Local Controlled Values¶

This page provides reference for some local controlled values.

Harvest Workflow codes¶

The prefix indicates the primary strategy we use to process the records, even when it is a multistep workflow:

template : creating the records directly in the GeoBTAA metadata profile. Typically, we are using a CSV or even the GBL Admin form view.
tools : relying on existing metadata software tools & apps to obtain and/or process the metadata. Right now, the tools are the OAI validator, OpenRefine, and MarcEdit.
py : python modules and scripts do most of the work. Any additional steps should be described within the code or its accompanying documentation

Harvest Workflow	Description
template_website	author a website only record directly in the GeoBTAA profile
template_children	author a website and children records directly in the GeoBTAA profile
template_csv	receive a spreadsheet of metadata and do some minor cleanup
tools_oai_openrefine	access the OAI-PMH API OAI validator; export an XML; load it into OpenRefine for cleanup and conversion to CSV
tools_marcedit	use the MarcEdit tool to convert MARC records into a CSV
py_arcgis_hub	ArcGIS Hubs
py_arcgis_online	ArcGIS Online data collections
py_socrata	Socrata portals
py_ckan	CKAN portals
py_hdx	Humanitarian Data Exchange CKAN portal
py_ogm_wisc	Individual JSONs in UW-Madison’s GBL 1.0 metadata
py_ogm_gbl1	Individual JSONs in the OGM GBL 1.0 metadata
py_ogm_aardvark	individual JSONs in the OGM Aardvark metadata
py_pasda	PASDA custom data portal (HTML parser)
py_isgs	ISGS custom data portal (HTML parser)
py_umedia	UMN UMedia modified Blacklight portal
py_opex	OPEX / MODs files from Michigan
py_oaipmh	OAI-PMH endpoints (use Python instead of tools)
py_mods	MODS metadata files

Resource Types for Websites¶

Data portals¶

Purpose: to enable users to search, discover, and access datasets and web services for their own use.
Examples: A CKAN search portal or an ArcGIS Hub

Static web pages¶

Purpose: simple, direct distribution of files. The content does not change in response to user interaction.
Examples: A basic HTML page with a list of links to download ZIP files or an FTP site.

Digital repositories¶

Purpose: long-term, stable preservation and scholarly citation of digital objects, which may include datasets but also papers, images, and other media. The emphasis is on archival quality and persistent identification.
Examples: University digital conservancies, library collections on platforms like DSpace or Fedora, research institutes with data collections

Interactive resources¶

Purpose: to guide a user through a narrative or a curated data exploration. The user is consuming a finished information product.
Examples: Esri StoryMaps or web map applications.

Accrual method values¶

This is how we obtain the metadata (not how we process it)

Automated retrieval¶

Definition: Metadata was actively retrieved from a live, external source using an automated or semi-automated tool. This is a "pull" method; we get the metadata ourselves.

Examples:

Running a Python script to query an API
Using a tool to connect to an OAI-PMH endpoint
Scraping a web page

This is a passive harvest, we can redo it anytime.

Mediated deposit¶

Definition: Metadata was sent as a discrete file or set of files from an external party. This is a "push" method; we are receiving a package.

Examples:

A data provider emails you a CSV spreadsheet.
You are given a link to download a ZIP file containing XML records.
You download a JSON file from a repository's export page.
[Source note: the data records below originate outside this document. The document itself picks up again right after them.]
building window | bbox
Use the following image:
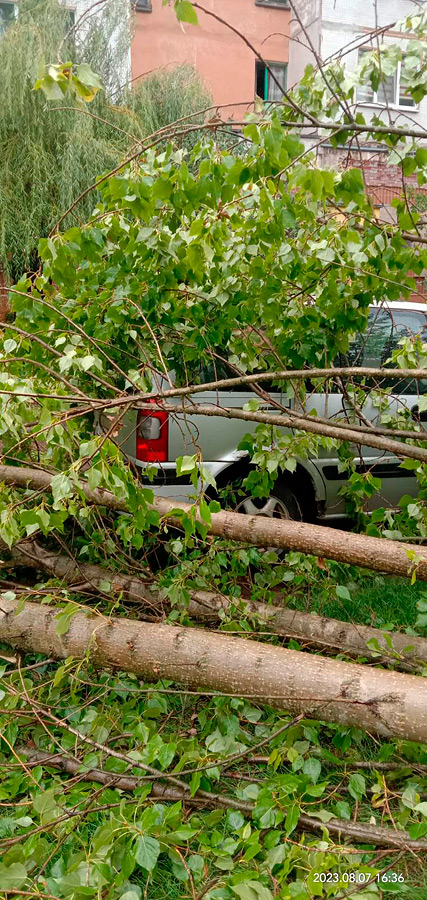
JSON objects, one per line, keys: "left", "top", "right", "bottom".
{"left": 255, "top": 0, "right": 289, "bottom": 7}
{"left": 0, "top": 2, "right": 15, "bottom": 35}
{"left": 0, "top": 3, "right": 75, "bottom": 36}
{"left": 133, "top": 0, "right": 152, "bottom": 10}
{"left": 357, "top": 49, "right": 415, "bottom": 109}
{"left": 255, "top": 61, "right": 287, "bottom": 101}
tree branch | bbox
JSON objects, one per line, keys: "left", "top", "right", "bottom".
{"left": 17, "top": 747, "right": 427, "bottom": 850}
{"left": 1, "top": 596, "right": 427, "bottom": 741}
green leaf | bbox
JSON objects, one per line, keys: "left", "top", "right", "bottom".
{"left": 306, "top": 809, "right": 335, "bottom": 823}
{"left": 0, "top": 863, "right": 28, "bottom": 889}
{"left": 199, "top": 496, "right": 211, "bottom": 525}
{"left": 190, "top": 770, "right": 201, "bottom": 797}
{"left": 175, "top": 1, "right": 198, "bottom": 25}
{"left": 285, "top": 803, "right": 300, "bottom": 835}
{"left": 80, "top": 355, "right": 98, "bottom": 371}
{"left": 99, "top": 580, "right": 112, "bottom": 593}
{"left": 415, "top": 147, "right": 427, "bottom": 168}
{"left": 134, "top": 834, "right": 160, "bottom": 871}
{"left": 75, "top": 63, "right": 103, "bottom": 89}
{"left": 187, "top": 854, "right": 204, "bottom": 874}
{"left": 15, "top": 816, "right": 33, "bottom": 827}
{"left": 176, "top": 455, "right": 197, "bottom": 476}
{"left": 402, "top": 156, "right": 417, "bottom": 176}
{"left": 51, "top": 473, "right": 73, "bottom": 506}
{"left": 33, "top": 788, "right": 62, "bottom": 824}
{"left": 33, "top": 74, "right": 66, "bottom": 100}
{"left": 55, "top": 602, "right": 79, "bottom": 637}
{"left": 243, "top": 398, "right": 261, "bottom": 412}
{"left": 334, "top": 800, "right": 351, "bottom": 820}
{"left": 232, "top": 882, "right": 274, "bottom": 900}
{"left": 348, "top": 773, "right": 366, "bottom": 801}
{"left": 227, "top": 810, "right": 245, "bottom": 831}
{"left": 302, "top": 757, "right": 321, "bottom": 783}
{"left": 336, "top": 585, "right": 351, "bottom": 601}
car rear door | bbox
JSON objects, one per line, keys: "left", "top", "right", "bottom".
{"left": 308, "top": 305, "right": 427, "bottom": 516}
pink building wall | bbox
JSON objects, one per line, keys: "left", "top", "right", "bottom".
{"left": 131, "top": 0, "right": 290, "bottom": 117}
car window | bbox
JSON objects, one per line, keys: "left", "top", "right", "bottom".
{"left": 339, "top": 307, "right": 427, "bottom": 394}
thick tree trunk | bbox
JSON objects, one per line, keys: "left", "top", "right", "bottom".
{"left": 18, "top": 748, "right": 427, "bottom": 850}
{"left": 2, "top": 464, "right": 427, "bottom": 581}
{"left": 1, "top": 598, "right": 427, "bottom": 742}
{"left": 11, "top": 541, "right": 427, "bottom": 668}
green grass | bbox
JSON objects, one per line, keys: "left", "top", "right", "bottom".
{"left": 293, "top": 575, "right": 426, "bottom": 631}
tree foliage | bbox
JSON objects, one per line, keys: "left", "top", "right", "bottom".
{"left": 2, "top": 3, "right": 427, "bottom": 897}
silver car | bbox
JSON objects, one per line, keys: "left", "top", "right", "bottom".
{"left": 111, "top": 301, "right": 427, "bottom": 523}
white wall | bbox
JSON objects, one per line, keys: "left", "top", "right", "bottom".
{"left": 288, "top": 0, "right": 427, "bottom": 132}
{"left": 288, "top": 0, "right": 322, "bottom": 87}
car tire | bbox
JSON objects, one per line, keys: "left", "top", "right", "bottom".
{"left": 228, "top": 480, "right": 304, "bottom": 522}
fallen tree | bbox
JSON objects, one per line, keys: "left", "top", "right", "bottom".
{"left": 10, "top": 539, "right": 427, "bottom": 668}
{"left": 4, "top": 20, "right": 427, "bottom": 894}
{"left": 2, "top": 463, "right": 427, "bottom": 581}
{"left": 1, "top": 597, "right": 427, "bottom": 742}
{"left": 18, "top": 748, "right": 427, "bottom": 850}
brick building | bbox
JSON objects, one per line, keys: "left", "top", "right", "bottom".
{"left": 131, "top": 0, "right": 290, "bottom": 118}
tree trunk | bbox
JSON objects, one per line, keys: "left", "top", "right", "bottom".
{"left": 1, "top": 598, "right": 427, "bottom": 742}
{"left": 2, "top": 464, "right": 427, "bottom": 581}
{"left": 11, "top": 541, "right": 427, "bottom": 668}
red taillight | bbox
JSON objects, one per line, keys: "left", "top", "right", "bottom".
{"left": 136, "top": 404, "right": 169, "bottom": 463}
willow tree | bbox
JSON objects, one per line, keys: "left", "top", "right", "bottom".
{"left": 0, "top": 0, "right": 211, "bottom": 282}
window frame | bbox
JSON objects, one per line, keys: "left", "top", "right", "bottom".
{"left": 0, "top": 1, "right": 16, "bottom": 34}
{"left": 255, "top": 0, "right": 289, "bottom": 8}
{"left": 133, "top": 0, "right": 152, "bottom": 10}
{"left": 338, "top": 306, "right": 427, "bottom": 395}
{"left": 255, "top": 60, "right": 287, "bottom": 102}
{"left": 62, "top": 6, "right": 76, "bottom": 28}
{"left": 356, "top": 49, "right": 417, "bottom": 111}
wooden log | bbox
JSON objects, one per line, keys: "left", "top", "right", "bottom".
{"left": 1, "top": 598, "right": 427, "bottom": 743}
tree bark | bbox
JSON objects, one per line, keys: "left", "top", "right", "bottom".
{"left": 11, "top": 541, "right": 427, "bottom": 668}
{"left": 2, "top": 464, "right": 427, "bottom": 581}
{"left": 18, "top": 748, "right": 427, "bottom": 850}
{"left": 2, "top": 598, "right": 427, "bottom": 742}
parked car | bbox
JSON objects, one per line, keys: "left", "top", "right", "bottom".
{"left": 110, "top": 301, "right": 427, "bottom": 523}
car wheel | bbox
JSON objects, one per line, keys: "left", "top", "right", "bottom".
{"left": 231, "top": 482, "right": 303, "bottom": 522}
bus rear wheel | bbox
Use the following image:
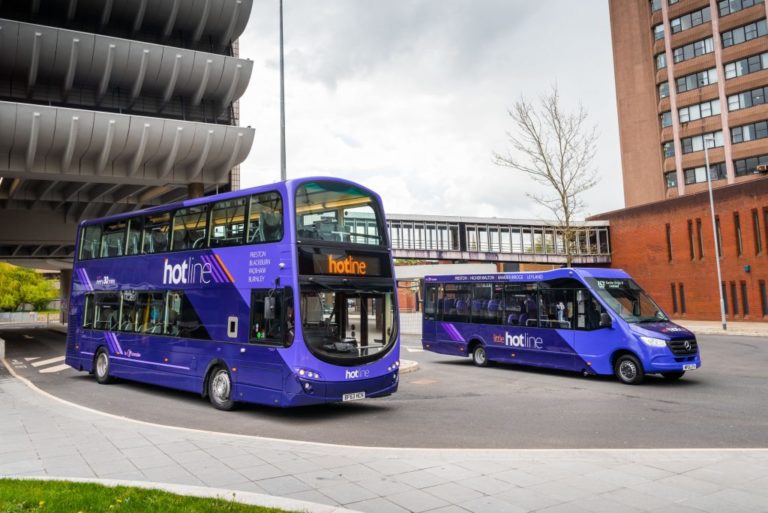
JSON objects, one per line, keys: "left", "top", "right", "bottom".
{"left": 471, "top": 344, "right": 488, "bottom": 367}
{"left": 94, "top": 348, "right": 114, "bottom": 385}
{"left": 614, "top": 354, "right": 644, "bottom": 385}
{"left": 208, "top": 367, "right": 236, "bottom": 411}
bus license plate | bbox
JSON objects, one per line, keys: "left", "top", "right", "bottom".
{"left": 343, "top": 392, "right": 366, "bottom": 402}
{"left": 683, "top": 364, "right": 697, "bottom": 371}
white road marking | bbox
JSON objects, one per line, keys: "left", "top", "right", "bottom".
{"left": 39, "top": 364, "right": 71, "bottom": 374}
{"left": 31, "top": 356, "right": 65, "bottom": 368}
{"left": 24, "top": 357, "right": 40, "bottom": 362}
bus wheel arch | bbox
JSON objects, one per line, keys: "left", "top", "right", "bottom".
{"left": 612, "top": 350, "right": 644, "bottom": 385}
{"left": 93, "top": 346, "right": 114, "bottom": 384}
{"left": 202, "top": 359, "right": 228, "bottom": 398}
{"left": 468, "top": 340, "right": 489, "bottom": 367}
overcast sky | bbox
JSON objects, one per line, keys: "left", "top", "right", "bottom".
{"left": 236, "top": 0, "right": 623, "bottom": 220}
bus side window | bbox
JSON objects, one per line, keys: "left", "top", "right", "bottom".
{"left": 538, "top": 288, "right": 574, "bottom": 329}
{"left": 210, "top": 197, "right": 247, "bottom": 247}
{"left": 79, "top": 225, "right": 102, "bottom": 260}
{"left": 250, "top": 288, "right": 285, "bottom": 345}
{"left": 172, "top": 206, "right": 209, "bottom": 251}
{"left": 93, "top": 292, "right": 120, "bottom": 331}
{"left": 142, "top": 213, "right": 170, "bottom": 254}
{"left": 126, "top": 218, "right": 143, "bottom": 256}
{"left": 100, "top": 220, "right": 127, "bottom": 257}
{"left": 424, "top": 284, "right": 437, "bottom": 321}
{"left": 248, "top": 192, "right": 283, "bottom": 243}
{"left": 576, "top": 290, "right": 607, "bottom": 331}
{"left": 82, "top": 294, "right": 95, "bottom": 328}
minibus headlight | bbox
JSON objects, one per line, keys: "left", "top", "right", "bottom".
{"left": 640, "top": 336, "right": 667, "bottom": 348}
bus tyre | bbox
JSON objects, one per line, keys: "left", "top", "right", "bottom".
{"left": 614, "top": 354, "right": 644, "bottom": 385}
{"left": 471, "top": 345, "right": 489, "bottom": 367}
{"left": 94, "top": 348, "right": 114, "bottom": 385}
{"left": 662, "top": 371, "right": 685, "bottom": 380}
{"left": 208, "top": 367, "right": 236, "bottom": 411}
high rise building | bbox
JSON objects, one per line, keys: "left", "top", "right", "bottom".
{"left": 0, "top": 0, "right": 255, "bottom": 269}
{"left": 610, "top": 0, "right": 768, "bottom": 208}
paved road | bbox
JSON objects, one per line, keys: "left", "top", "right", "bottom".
{"left": 2, "top": 328, "right": 768, "bottom": 449}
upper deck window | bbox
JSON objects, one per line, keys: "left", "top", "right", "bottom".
{"left": 248, "top": 192, "right": 284, "bottom": 243}
{"left": 295, "top": 181, "right": 385, "bottom": 246}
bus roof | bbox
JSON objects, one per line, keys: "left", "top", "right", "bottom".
{"left": 423, "top": 268, "right": 631, "bottom": 283}
{"left": 77, "top": 176, "right": 382, "bottom": 228}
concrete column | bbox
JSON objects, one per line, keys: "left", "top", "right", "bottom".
{"left": 59, "top": 268, "right": 72, "bottom": 324}
{"left": 188, "top": 183, "right": 204, "bottom": 199}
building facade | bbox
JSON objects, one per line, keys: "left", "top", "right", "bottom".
{"left": 609, "top": 0, "right": 768, "bottom": 208}
{"left": 594, "top": 179, "right": 768, "bottom": 321}
{"left": 0, "top": 0, "right": 255, "bottom": 270}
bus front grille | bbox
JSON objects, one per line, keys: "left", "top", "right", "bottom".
{"left": 667, "top": 339, "right": 698, "bottom": 355}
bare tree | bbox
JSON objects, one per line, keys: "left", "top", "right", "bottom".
{"left": 494, "top": 86, "right": 598, "bottom": 267}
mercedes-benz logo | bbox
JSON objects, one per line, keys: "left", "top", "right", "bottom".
{"left": 683, "top": 340, "right": 691, "bottom": 351}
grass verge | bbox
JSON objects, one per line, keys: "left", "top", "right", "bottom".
{"left": 0, "top": 479, "right": 297, "bottom": 513}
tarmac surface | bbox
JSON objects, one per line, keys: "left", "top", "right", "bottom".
{"left": 2, "top": 325, "right": 768, "bottom": 512}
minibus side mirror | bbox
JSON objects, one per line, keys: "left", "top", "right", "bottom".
{"left": 599, "top": 312, "right": 613, "bottom": 328}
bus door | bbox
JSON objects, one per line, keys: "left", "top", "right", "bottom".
{"left": 573, "top": 289, "right": 613, "bottom": 367}
{"left": 435, "top": 284, "right": 472, "bottom": 353}
{"left": 527, "top": 286, "right": 577, "bottom": 371}
{"left": 422, "top": 284, "right": 438, "bottom": 345}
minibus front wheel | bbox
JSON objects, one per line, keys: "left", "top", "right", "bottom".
{"left": 614, "top": 353, "right": 644, "bottom": 385}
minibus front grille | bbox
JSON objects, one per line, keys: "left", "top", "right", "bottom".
{"left": 667, "top": 339, "right": 698, "bottom": 355}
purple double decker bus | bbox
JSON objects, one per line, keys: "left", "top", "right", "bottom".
{"left": 65, "top": 178, "right": 400, "bottom": 409}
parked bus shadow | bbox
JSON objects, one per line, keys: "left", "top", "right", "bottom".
{"left": 431, "top": 358, "right": 701, "bottom": 387}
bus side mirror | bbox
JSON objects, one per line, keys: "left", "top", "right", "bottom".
{"left": 264, "top": 296, "right": 276, "bottom": 320}
{"left": 599, "top": 313, "right": 613, "bottom": 328}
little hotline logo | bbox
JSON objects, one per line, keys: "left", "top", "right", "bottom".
{"left": 162, "top": 257, "right": 213, "bottom": 285}
{"left": 493, "top": 332, "right": 544, "bottom": 350}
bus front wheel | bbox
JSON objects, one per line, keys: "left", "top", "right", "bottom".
{"left": 208, "top": 367, "right": 236, "bottom": 411}
{"left": 614, "top": 354, "right": 644, "bottom": 385}
{"left": 471, "top": 344, "right": 488, "bottom": 367}
{"left": 94, "top": 348, "right": 114, "bottom": 385}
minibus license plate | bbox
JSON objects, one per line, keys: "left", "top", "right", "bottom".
{"left": 343, "top": 392, "right": 365, "bottom": 402}
{"left": 683, "top": 364, "right": 697, "bottom": 371}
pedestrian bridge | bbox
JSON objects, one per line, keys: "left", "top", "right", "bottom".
{"left": 386, "top": 214, "right": 611, "bottom": 265}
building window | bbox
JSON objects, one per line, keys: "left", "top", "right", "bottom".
{"left": 666, "top": 223, "right": 673, "bottom": 262}
{"left": 679, "top": 99, "right": 720, "bottom": 122}
{"left": 724, "top": 52, "right": 768, "bottom": 80}
{"left": 679, "top": 283, "right": 687, "bottom": 314}
{"left": 696, "top": 218, "right": 704, "bottom": 259}
{"left": 716, "top": 215, "right": 723, "bottom": 258}
{"left": 671, "top": 283, "right": 679, "bottom": 313}
{"left": 687, "top": 220, "right": 695, "bottom": 260}
{"left": 663, "top": 141, "right": 676, "bottom": 158}
{"left": 734, "top": 154, "right": 768, "bottom": 176}
{"left": 721, "top": 19, "right": 768, "bottom": 48}
{"left": 653, "top": 23, "right": 665, "bottom": 40}
{"left": 681, "top": 132, "right": 724, "bottom": 154}
{"left": 684, "top": 163, "right": 727, "bottom": 185}
{"left": 670, "top": 7, "right": 711, "bottom": 34}
{"left": 731, "top": 120, "right": 768, "bottom": 144}
{"left": 665, "top": 171, "right": 678, "bottom": 188}
{"left": 760, "top": 280, "right": 767, "bottom": 316}
{"left": 728, "top": 86, "right": 768, "bottom": 112}
{"left": 731, "top": 281, "right": 739, "bottom": 315}
{"left": 741, "top": 281, "right": 750, "bottom": 315}
{"left": 673, "top": 37, "right": 715, "bottom": 63}
{"left": 719, "top": 0, "right": 764, "bottom": 17}
{"left": 659, "top": 81, "right": 670, "bottom": 99}
{"left": 735, "top": 212, "right": 743, "bottom": 256}
{"left": 753, "top": 209, "right": 763, "bottom": 255}
{"left": 722, "top": 282, "right": 729, "bottom": 314}
{"left": 651, "top": 0, "right": 662, "bottom": 12}
{"left": 676, "top": 68, "right": 718, "bottom": 93}
{"left": 661, "top": 111, "right": 673, "bottom": 128}
{"left": 656, "top": 53, "right": 667, "bottom": 70}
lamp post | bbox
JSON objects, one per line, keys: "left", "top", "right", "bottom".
{"left": 279, "top": 0, "right": 286, "bottom": 181}
{"left": 703, "top": 135, "right": 727, "bottom": 330}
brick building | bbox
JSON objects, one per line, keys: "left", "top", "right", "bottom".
{"left": 593, "top": 178, "right": 768, "bottom": 320}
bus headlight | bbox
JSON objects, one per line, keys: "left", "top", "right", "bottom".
{"left": 640, "top": 336, "right": 667, "bottom": 348}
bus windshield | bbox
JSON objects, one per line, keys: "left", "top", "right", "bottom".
{"left": 295, "top": 181, "right": 385, "bottom": 246}
{"left": 299, "top": 283, "right": 397, "bottom": 364}
{"left": 586, "top": 278, "right": 669, "bottom": 323}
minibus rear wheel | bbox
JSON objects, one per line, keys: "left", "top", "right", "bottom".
{"left": 614, "top": 354, "right": 644, "bottom": 385}
{"left": 471, "top": 344, "right": 488, "bottom": 367}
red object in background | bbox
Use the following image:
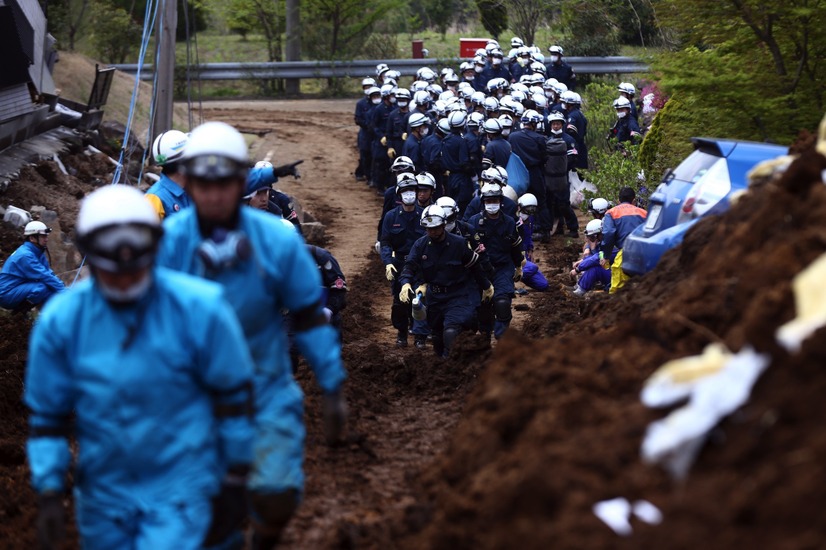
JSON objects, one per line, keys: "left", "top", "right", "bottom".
{"left": 460, "top": 38, "right": 489, "bottom": 58}
{"left": 412, "top": 40, "right": 424, "bottom": 59}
This relies on someone submitting records, we need them to send us files. We might reprocess those files for metadata augmentation but cannot get new ones ourselves.

Manual curation¶

Definition: Metadata was created record-by-record through direct human input into a system or template, often by looking at a source website or document.

Examples:

Typing metadata into the GBL Admin interface.
Filling out a GeoBTAA spreadsheet template from scratch by examining a web map.

This is a passive harvest, but is generally laborious to replicate. This should only be done for website level records or things we deem high priority and very stable.